Bir karşılaştırma...

1970

- Birbirini izleyen yüksek oranlı zamlar

- Hayat pahalılığında hızlı artış

- Yıldırım vergiler, %50-60 arasında yeni vergi yükü

- Ekonomik kriz, iflaslar, işyeri kapatmalar

- Paranın değerinin %66,6 oranında düşürülmesi (son müdahale)

- Düşük ücretler

- İşten çıkarmalar

- Devrimci sendikal gelişimin önünü kesmek amacıyla sendikalar yasasında değişikliğe gidilmesi

- Aynı amaçla personel rejimi yasasının da değiştirilmek istenmesi

2003

- Zamlar

- Hayat pahalılığı

- Ardı arkası kesilmeyen vergi soygunu

- Krizler yine birbirini izliyor, tek fark sistemin kriz yönetimini az-buçuk öğrenmiş olması

- TL o derece değersizleştirildi ki, artık müdahaleye bile ihtiyaç duymuyorlar, değer kaybını otomatiğe bağlamış durumdalar...

- Düşük ücret politikası aynen işlemekte

- İşten çıkarmaların bugün de haddi hesabı yok

- Yine sendikalar yasasında ve personel rejimi yasasında değişikliğe gidildi. Şu farkla ki, bugün söz konusu olan devrimci bir sendikal gelişimin önünü almak değil.
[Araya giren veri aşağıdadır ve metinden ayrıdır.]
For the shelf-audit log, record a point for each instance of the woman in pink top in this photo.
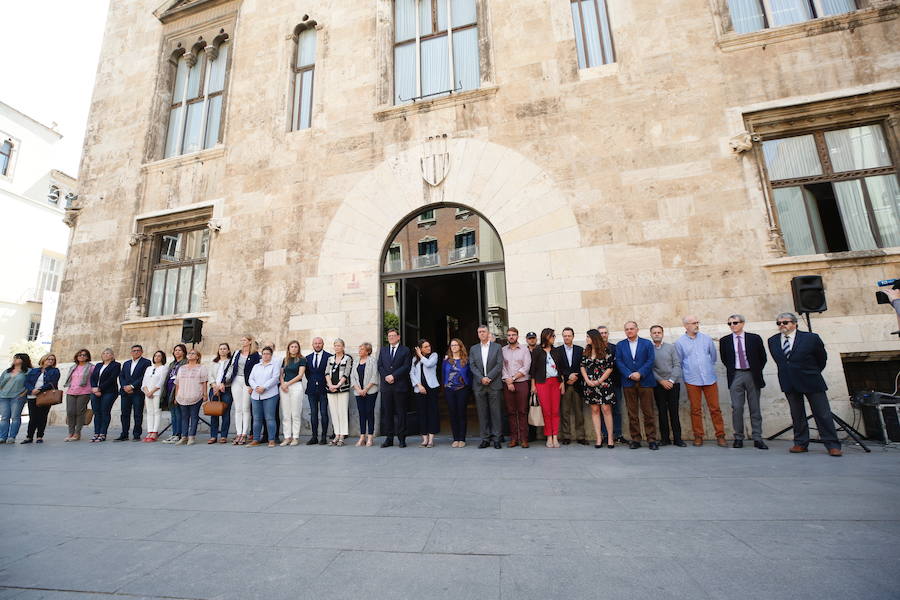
(78, 393)
(190, 391)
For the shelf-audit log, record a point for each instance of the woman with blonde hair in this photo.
(42, 378)
(337, 382)
(293, 368)
(242, 364)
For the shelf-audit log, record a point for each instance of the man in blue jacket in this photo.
(130, 379)
(800, 357)
(634, 360)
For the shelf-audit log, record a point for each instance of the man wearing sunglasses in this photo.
(744, 356)
(801, 357)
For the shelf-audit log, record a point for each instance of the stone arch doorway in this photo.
(442, 274)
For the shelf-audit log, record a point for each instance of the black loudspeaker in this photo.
(191, 331)
(809, 294)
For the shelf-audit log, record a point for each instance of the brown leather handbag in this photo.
(49, 398)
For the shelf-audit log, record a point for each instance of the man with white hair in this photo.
(698, 369)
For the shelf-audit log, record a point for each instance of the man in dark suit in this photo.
(394, 363)
(634, 360)
(486, 364)
(571, 406)
(801, 357)
(744, 357)
(130, 379)
(316, 391)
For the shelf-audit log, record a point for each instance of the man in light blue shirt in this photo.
(698, 369)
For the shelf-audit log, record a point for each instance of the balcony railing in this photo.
(463, 253)
(424, 261)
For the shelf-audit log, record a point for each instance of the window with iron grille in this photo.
(834, 190)
(178, 278)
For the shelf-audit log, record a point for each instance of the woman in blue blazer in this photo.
(40, 379)
(104, 390)
(423, 376)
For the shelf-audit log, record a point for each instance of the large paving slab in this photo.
(130, 520)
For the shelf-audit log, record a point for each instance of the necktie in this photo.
(742, 359)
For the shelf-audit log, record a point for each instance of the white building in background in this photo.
(33, 237)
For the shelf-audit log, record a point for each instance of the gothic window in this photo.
(196, 111)
(593, 39)
(435, 48)
(304, 64)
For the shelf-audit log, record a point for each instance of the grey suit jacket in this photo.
(493, 370)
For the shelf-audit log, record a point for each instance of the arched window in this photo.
(195, 116)
(304, 70)
(435, 48)
(5, 157)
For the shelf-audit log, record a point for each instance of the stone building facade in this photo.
(645, 161)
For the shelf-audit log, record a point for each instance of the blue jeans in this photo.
(617, 414)
(132, 402)
(102, 407)
(264, 410)
(366, 406)
(214, 430)
(190, 418)
(318, 408)
(11, 416)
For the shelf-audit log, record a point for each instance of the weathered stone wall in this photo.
(614, 189)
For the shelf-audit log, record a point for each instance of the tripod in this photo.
(842, 425)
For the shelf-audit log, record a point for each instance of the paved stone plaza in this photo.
(134, 520)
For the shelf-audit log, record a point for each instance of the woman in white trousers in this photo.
(293, 367)
(337, 382)
(154, 379)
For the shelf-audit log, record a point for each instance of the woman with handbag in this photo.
(167, 397)
(457, 381)
(220, 391)
(293, 367)
(263, 382)
(337, 382)
(596, 370)
(104, 390)
(364, 381)
(152, 385)
(78, 393)
(546, 384)
(43, 378)
(12, 397)
(190, 391)
(423, 376)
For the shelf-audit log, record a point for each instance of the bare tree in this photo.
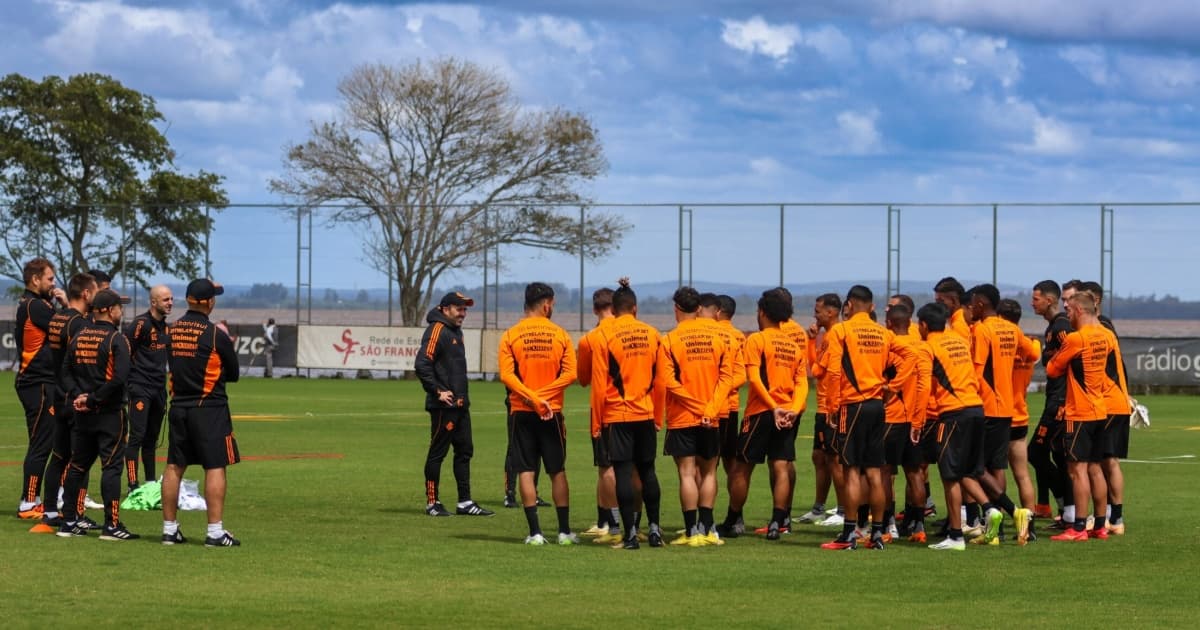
(443, 162)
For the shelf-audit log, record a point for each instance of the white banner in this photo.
(371, 347)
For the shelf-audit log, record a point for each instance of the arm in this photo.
(1071, 347)
(431, 345)
(113, 388)
(508, 367)
(567, 372)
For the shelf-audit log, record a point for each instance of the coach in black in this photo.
(442, 366)
(202, 361)
(97, 370)
(150, 343)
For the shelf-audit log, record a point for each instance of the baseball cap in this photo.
(456, 299)
(203, 289)
(107, 299)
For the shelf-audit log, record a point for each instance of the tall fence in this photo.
(315, 270)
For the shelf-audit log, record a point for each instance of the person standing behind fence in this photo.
(97, 371)
(537, 364)
(202, 361)
(270, 341)
(442, 367)
(150, 345)
(36, 377)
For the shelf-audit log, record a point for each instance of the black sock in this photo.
(564, 520)
(532, 519)
(689, 522)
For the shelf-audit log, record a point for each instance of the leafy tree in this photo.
(87, 180)
(444, 163)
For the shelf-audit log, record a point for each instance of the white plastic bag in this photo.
(190, 496)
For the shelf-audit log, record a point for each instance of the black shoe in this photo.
(118, 532)
(474, 509)
(225, 540)
(70, 529)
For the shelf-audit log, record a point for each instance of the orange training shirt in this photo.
(996, 346)
(624, 367)
(777, 372)
(697, 371)
(537, 361)
(1081, 358)
(954, 384)
(1023, 375)
(856, 355)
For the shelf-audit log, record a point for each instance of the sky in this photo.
(714, 102)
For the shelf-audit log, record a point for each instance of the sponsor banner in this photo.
(371, 347)
(1162, 361)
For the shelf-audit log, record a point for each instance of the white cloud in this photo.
(858, 132)
(777, 41)
(756, 36)
(948, 59)
(564, 33)
(1091, 61)
(1080, 19)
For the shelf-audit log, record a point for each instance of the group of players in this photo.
(943, 384)
(95, 390)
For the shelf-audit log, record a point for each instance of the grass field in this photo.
(341, 539)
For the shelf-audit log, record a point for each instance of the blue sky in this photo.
(715, 102)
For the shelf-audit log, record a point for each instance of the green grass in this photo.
(345, 541)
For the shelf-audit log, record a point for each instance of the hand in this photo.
(784, 418)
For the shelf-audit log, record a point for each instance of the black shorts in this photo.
(203, 436)
(960, 444)
(861, 433)
(996, 432)
(1116, 436)
(822, 433)
(730, 427)
(534, 438)
(600, 454)
(761, 441)
(895, 442)
(1084, 442)
(631, 442)
(693, 442)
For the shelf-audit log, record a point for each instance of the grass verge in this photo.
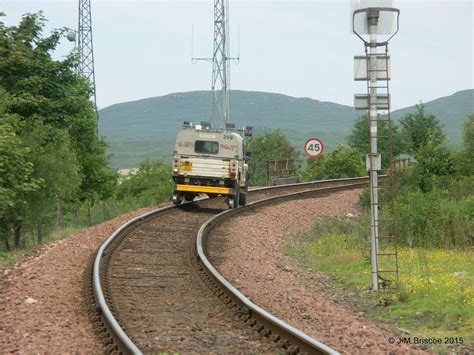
(435, 298)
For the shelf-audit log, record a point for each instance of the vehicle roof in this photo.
(230, 143)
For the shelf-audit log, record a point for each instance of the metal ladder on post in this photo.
(386, 240)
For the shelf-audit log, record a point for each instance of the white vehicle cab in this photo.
(209, 161)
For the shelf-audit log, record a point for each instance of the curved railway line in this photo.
(152, 288)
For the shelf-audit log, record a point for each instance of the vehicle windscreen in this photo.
(206, 147)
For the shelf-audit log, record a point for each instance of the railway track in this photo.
(154, 290)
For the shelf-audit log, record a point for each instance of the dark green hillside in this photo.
(451, 111)
(146, 128)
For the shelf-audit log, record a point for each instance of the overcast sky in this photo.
(298, 48)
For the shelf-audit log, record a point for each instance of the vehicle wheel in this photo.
(189, 197)
(177, 199)
(243, 199)
(232, 202)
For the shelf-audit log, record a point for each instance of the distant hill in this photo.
(451, 111)
(147, 128)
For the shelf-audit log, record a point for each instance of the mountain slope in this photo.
(147, 128)
(451, 111)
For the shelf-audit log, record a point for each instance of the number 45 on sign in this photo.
(313, 147)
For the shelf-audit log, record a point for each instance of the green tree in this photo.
(50, 110)
(360, 137)
(16, 179)
(433, 161)
(342, 162)
(467, 155)
(269, 146)
(419, 129)
(151, 183)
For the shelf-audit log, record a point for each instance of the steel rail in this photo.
(295, 336)
(126, 345)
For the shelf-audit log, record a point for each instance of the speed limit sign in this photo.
(313, 147)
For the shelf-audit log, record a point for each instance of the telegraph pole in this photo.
(86, 49)
(220, 84)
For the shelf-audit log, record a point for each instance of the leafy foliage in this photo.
(269, 146)
(419, 129)
(342, 162)
(46, 104)
(151, 183)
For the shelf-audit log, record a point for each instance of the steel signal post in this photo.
(374, 21)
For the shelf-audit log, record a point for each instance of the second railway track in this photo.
(151, 287)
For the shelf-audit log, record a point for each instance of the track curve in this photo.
(154, 289)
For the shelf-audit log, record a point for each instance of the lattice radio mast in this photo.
(220, 63)
(85, 47)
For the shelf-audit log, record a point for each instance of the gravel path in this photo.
(41, 300)
(253, 260)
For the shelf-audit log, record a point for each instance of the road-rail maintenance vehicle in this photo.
(210, 161)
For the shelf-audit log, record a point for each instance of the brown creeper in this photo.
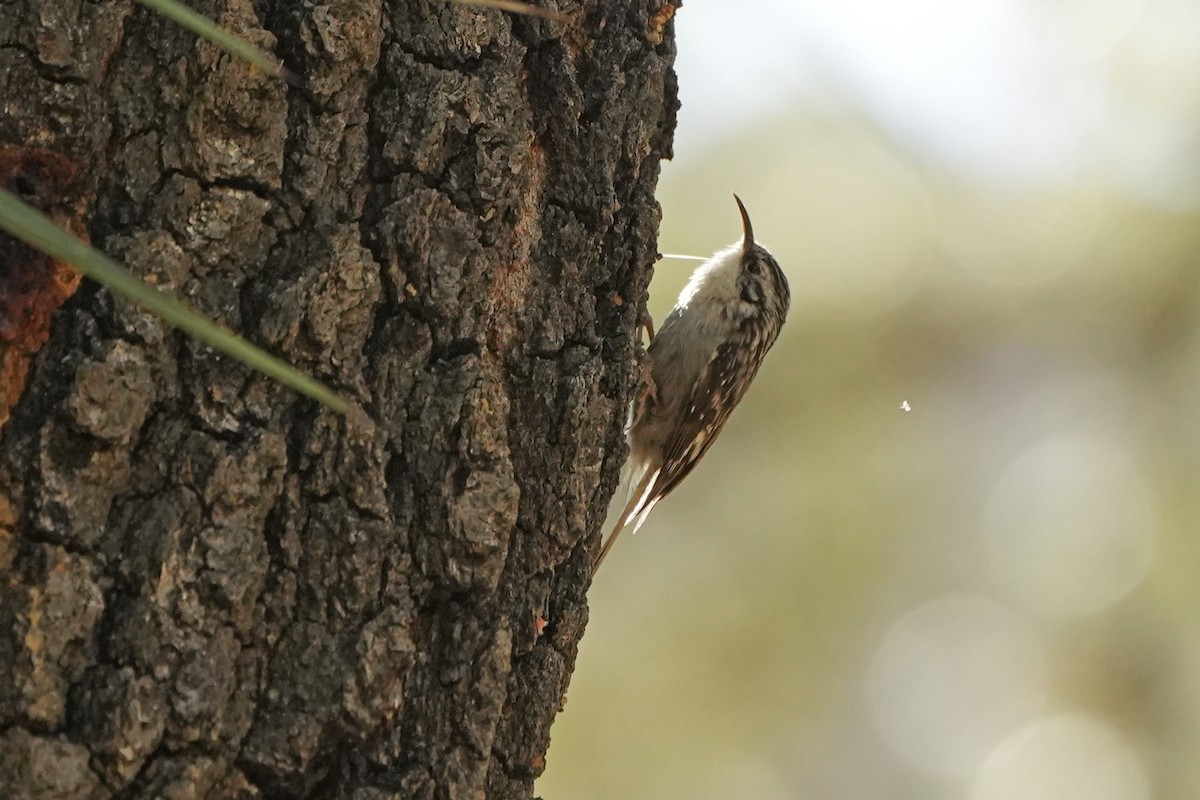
(700, 366)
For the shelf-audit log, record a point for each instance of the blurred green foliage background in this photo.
(948, 545)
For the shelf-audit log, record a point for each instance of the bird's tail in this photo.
(641, 501)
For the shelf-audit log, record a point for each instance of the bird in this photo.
(700, 365)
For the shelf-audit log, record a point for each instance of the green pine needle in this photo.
(37, 230)
(205, 28)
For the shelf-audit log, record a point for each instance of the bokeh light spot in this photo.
(952, 679)
(1072, 757)
(1071, 527)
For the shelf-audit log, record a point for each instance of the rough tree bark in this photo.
(210, 587)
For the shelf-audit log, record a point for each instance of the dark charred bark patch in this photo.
(214, 588)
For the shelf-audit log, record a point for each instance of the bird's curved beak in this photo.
(747, 229)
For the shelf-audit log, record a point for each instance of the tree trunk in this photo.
(211, 587)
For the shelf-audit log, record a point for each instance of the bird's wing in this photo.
(714, 396)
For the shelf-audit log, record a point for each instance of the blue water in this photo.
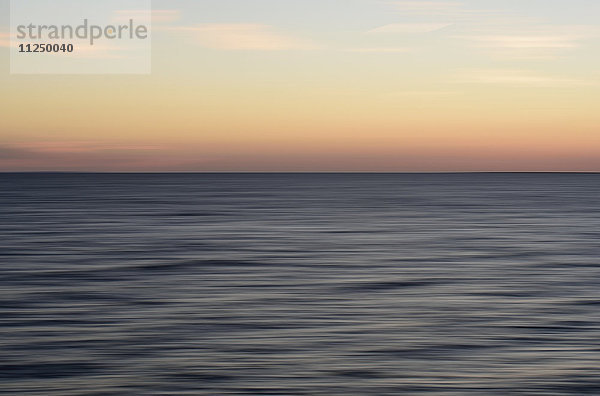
(304, 284)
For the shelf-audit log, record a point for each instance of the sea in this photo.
(299, 284)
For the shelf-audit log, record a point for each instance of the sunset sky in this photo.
(325, 85)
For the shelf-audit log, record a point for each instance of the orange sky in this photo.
(402, 89)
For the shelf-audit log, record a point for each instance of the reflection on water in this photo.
(300, 284)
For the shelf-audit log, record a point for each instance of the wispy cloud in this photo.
(409, 28)
(541, 41)
(157, 16)
(520, 78)
(518, 42)
(379, 50)
(426, 6)
(244, 37)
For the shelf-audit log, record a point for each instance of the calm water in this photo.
(300, 284)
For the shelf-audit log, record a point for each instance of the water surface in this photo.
(303, 284)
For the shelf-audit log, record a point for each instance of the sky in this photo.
(325, 85)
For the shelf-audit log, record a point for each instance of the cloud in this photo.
(530, 42)
(379, 50)
(244, 37)
(409, 28)
(158, 16)
(521, 78)
(426, 6)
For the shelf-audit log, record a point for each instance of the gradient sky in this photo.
(326, 85)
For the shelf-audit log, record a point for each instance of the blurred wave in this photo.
(300, 284)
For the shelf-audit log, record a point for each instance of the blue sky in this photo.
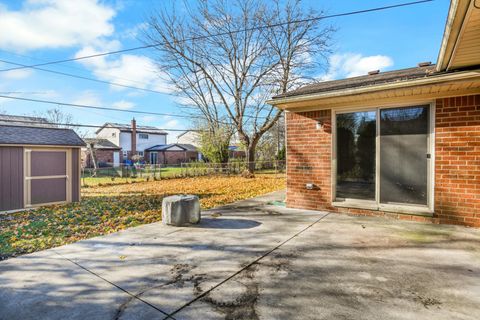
(34, 31)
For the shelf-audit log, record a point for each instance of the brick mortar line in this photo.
(246, 267)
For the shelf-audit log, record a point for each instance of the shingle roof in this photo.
(362, 81)
(128, 128)
(39, 136)
(24, 121)
(102, 144)
(165, 147)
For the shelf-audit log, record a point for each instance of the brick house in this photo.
(402, 144)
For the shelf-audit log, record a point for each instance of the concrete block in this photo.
(180, 210)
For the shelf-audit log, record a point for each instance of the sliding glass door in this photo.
(382, 156)
(404, 155)
(356, 133)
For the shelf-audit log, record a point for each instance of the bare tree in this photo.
(60, 119)
(227, 58)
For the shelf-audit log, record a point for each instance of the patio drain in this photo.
(248, 266)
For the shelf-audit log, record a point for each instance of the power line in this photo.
(117, 110)
(99, 108)
(47, 124)
(85, 78)
(73, 67)
(222, 34)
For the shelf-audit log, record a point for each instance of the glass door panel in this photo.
(404, 155)
(355, 148)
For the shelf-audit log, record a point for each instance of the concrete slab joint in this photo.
(181, 210)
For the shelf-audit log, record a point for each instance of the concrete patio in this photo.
(254, 260)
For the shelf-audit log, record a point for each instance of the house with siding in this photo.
(130, 138)
(402, 144)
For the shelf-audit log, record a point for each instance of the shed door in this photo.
(116, 158)
(47, 176)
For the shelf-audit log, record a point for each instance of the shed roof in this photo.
(165, 147)
(102, 144)
(21, 135)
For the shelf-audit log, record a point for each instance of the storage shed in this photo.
(38, 166)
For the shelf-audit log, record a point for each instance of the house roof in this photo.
(165, 147)
(457, 73)
(21, 135)
(363, 81)
(128, 128)
(25, 121)
(102, 144)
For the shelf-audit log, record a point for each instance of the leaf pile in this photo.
(112, 208)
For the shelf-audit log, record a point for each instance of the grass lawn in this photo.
(105, 180)
(106, 209)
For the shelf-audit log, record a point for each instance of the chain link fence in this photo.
(109, 174)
Sistem sendikal cepheyi çoktan halletmiş durumda. Bugünkü yasayla çalışma yaşamına egemen kılınmak istenen ilkel kölelik koşullarıdır.



Burjuvazinin kini...

11 Haziran ‘70 tarihli meclis oturumunda yapılan görüşmelerden....

Çalışma Bakanı Seyfi Öztürk (AP):

“.... Tasarıda hür sendikacılığı kısıtlayan bir hüküm yoktur. Hür sendikacılığın kadrini bilmeyenlere, bunu bildirecek hükümler getirilmektedir. Türk-İş kızıl dikta isteyen şer kuvvetleri karşısında demokrasinin teminatıdır.”

Ali Naili Erdem (AP):

“Türk-İş’in elini sıkıyorsak, Türk-İş’te Türk milliyetçiliğinin gerçek temsilini gördüğümüz içindir.”

Turhan Feyzioğlu (GP genel başkanı):

“...Marksçı Leninci tahlil yaparak Türkiye’de kurmak istedikleri düzeni ortaya koymuşlardır. Buraya tasarı geliyor, ihtilalci sosyalist sendika itiraz ediyor, mesele meydanda. Marks’ın ve Lenin’in yolundasınız, baklayı ağzınızdan çıkarınız.”